When we think of a cowboy, we usually picture the American Cowboy, rough and rugged wearing a cowboy hat, a gun on his hip, and riding he favorite horse around the Old West. One thing we wouldn’t think of is that we really wouldn’t think of an American Cowboy being born in Canada. Nevertheless, one of the most “unusual” American Cowboys was actually born in Canada. His name was Charles Nebo, or as he was known by nickname, Charley, and he was born in March of 1842. Charles Nebo wasn’t your typical cowboy and might have even been more Forrest Gump than soldier, although he wasn’t autistic, like Forrest Gump was…or at least, not that anyone knew of.

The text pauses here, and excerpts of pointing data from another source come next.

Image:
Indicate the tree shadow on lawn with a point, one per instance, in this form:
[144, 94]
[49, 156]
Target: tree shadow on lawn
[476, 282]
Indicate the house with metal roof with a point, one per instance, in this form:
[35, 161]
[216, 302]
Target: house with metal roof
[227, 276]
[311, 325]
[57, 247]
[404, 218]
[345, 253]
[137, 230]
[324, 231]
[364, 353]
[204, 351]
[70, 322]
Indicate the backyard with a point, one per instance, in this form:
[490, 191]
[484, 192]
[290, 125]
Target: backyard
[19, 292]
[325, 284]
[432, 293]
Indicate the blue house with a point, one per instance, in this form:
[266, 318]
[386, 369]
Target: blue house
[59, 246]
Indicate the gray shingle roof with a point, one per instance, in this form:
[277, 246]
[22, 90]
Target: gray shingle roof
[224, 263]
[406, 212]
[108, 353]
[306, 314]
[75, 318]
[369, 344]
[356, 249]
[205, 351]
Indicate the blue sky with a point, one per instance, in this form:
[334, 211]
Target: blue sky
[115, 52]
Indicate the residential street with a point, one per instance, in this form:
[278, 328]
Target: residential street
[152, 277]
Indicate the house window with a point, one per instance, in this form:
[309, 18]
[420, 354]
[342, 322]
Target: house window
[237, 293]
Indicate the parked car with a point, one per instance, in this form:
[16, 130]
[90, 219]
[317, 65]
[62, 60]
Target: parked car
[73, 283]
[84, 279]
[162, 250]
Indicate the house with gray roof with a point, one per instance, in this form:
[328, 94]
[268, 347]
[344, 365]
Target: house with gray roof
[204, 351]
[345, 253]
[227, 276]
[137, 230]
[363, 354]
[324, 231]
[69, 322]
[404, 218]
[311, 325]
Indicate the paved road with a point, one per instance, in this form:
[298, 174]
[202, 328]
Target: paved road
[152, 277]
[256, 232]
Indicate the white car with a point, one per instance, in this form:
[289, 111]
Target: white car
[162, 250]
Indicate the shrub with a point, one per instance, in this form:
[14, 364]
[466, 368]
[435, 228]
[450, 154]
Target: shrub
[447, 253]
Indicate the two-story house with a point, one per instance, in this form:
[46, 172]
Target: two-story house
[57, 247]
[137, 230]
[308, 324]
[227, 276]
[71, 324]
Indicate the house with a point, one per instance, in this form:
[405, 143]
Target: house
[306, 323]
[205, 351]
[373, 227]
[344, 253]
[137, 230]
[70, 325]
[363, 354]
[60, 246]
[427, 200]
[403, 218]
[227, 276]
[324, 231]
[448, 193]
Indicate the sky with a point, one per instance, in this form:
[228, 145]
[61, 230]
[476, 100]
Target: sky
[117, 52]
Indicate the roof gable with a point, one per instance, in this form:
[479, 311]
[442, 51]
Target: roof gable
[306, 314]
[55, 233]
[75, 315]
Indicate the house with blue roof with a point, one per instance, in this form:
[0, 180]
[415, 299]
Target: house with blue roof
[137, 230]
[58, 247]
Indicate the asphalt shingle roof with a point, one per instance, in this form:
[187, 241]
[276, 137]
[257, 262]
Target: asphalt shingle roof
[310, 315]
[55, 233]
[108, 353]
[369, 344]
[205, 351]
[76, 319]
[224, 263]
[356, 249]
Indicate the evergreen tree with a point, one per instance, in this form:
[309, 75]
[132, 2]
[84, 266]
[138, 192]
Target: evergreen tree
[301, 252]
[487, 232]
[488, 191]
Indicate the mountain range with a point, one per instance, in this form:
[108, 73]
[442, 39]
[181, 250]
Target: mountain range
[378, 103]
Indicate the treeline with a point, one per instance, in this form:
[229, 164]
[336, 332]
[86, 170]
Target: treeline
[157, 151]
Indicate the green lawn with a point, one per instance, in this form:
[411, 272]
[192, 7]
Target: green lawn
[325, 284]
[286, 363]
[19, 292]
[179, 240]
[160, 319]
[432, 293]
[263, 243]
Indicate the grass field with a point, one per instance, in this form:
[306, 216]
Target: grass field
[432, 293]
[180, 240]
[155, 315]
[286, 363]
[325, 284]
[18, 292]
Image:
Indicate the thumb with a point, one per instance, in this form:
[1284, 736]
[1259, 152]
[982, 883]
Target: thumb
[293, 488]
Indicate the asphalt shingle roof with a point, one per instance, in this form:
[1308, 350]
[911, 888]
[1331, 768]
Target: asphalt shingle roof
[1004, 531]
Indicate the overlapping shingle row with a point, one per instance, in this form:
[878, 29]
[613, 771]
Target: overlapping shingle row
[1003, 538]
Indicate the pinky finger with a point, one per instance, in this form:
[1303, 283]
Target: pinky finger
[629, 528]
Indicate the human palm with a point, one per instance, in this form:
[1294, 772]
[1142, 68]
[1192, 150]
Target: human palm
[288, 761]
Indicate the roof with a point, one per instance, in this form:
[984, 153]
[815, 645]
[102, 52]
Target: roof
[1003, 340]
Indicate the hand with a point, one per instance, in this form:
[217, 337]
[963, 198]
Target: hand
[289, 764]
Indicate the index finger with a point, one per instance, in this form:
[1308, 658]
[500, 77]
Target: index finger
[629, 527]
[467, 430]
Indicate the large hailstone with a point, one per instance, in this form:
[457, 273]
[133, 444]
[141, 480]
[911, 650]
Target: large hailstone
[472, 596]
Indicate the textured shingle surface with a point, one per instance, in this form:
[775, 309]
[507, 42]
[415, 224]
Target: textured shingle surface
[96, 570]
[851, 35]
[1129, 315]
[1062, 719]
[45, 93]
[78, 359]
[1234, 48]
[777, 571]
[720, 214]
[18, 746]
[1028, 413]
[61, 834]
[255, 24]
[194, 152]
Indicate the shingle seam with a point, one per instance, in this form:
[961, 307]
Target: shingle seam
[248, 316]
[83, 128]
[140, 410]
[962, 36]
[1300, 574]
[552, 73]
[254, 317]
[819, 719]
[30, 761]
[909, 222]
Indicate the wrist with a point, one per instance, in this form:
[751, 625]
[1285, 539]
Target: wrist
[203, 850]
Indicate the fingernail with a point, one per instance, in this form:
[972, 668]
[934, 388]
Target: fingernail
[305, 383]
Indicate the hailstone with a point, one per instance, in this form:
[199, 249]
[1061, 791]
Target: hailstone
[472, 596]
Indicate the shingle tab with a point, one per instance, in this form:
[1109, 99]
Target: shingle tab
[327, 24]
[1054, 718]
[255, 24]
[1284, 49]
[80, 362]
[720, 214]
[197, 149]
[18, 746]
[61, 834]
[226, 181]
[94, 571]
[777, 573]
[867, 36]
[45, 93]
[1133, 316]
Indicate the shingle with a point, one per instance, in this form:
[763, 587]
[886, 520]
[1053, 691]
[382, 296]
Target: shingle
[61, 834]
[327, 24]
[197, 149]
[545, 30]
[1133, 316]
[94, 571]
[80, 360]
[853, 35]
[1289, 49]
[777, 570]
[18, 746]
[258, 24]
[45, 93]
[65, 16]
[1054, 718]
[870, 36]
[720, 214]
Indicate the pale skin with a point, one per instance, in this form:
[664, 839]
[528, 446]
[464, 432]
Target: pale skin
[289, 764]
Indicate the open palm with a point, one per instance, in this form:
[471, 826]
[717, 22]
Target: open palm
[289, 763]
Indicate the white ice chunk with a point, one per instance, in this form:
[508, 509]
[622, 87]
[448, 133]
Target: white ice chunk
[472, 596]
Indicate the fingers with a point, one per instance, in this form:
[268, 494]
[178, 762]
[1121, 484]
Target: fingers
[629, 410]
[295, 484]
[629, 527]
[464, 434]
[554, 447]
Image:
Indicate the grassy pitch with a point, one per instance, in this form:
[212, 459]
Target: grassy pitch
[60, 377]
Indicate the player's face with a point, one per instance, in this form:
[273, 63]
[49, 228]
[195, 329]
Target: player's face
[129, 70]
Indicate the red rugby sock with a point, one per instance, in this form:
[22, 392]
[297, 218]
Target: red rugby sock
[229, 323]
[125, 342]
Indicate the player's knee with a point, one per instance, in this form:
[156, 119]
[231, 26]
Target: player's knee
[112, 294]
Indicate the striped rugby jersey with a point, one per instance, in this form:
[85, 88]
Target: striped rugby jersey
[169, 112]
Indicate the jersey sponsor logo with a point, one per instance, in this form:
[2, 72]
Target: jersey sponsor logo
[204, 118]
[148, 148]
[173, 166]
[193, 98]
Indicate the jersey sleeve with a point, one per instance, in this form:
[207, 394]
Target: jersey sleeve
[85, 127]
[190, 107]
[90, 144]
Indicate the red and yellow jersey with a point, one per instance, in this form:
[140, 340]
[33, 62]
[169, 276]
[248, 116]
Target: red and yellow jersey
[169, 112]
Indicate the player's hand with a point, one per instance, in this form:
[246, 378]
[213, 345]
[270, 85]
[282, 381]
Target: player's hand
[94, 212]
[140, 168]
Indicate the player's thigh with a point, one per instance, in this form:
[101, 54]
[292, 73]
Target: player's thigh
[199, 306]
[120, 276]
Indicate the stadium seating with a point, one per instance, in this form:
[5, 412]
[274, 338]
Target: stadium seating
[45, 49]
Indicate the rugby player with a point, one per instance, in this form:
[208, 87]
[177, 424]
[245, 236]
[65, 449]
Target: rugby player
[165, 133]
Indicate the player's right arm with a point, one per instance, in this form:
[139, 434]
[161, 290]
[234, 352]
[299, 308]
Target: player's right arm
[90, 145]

Charlie never tried to inflate his achievements and was happy to live like a true frontier man, nevertheless, people often made him sound like he was…maybe, a little bit more of a cowboy than he actually was. I suppose it made no sense to say that he was just a “good old boy” from out west. People don’t expect that, and maybe, they just wouldn’t read about it, either, but the reality is that there were more average people in the American West than there were the wild people who made the West famous.
Charley Nebo lived in Canada until 1861. Then, he moved to Saginaw, Michigan. He was a Union soldier during the Civil War and went on to become a cowboy in New Mexico. At one point he actually befriended Billy the Kid. Nebo wrote about him in a letter, saying, “He wasn’t the ruthless bad fellow that Western history has made him out to be.” Nebo apparently gave people the benefit of the doubt, and himself, as a respected cowboy, once shot a man after witnessing him kill a Mexican boy’s dog. In all, Nebo was a common man, humble and capable. He wasn’t what people might call spectacular, but he was a good man, and it took a lot of those good men to build the American West.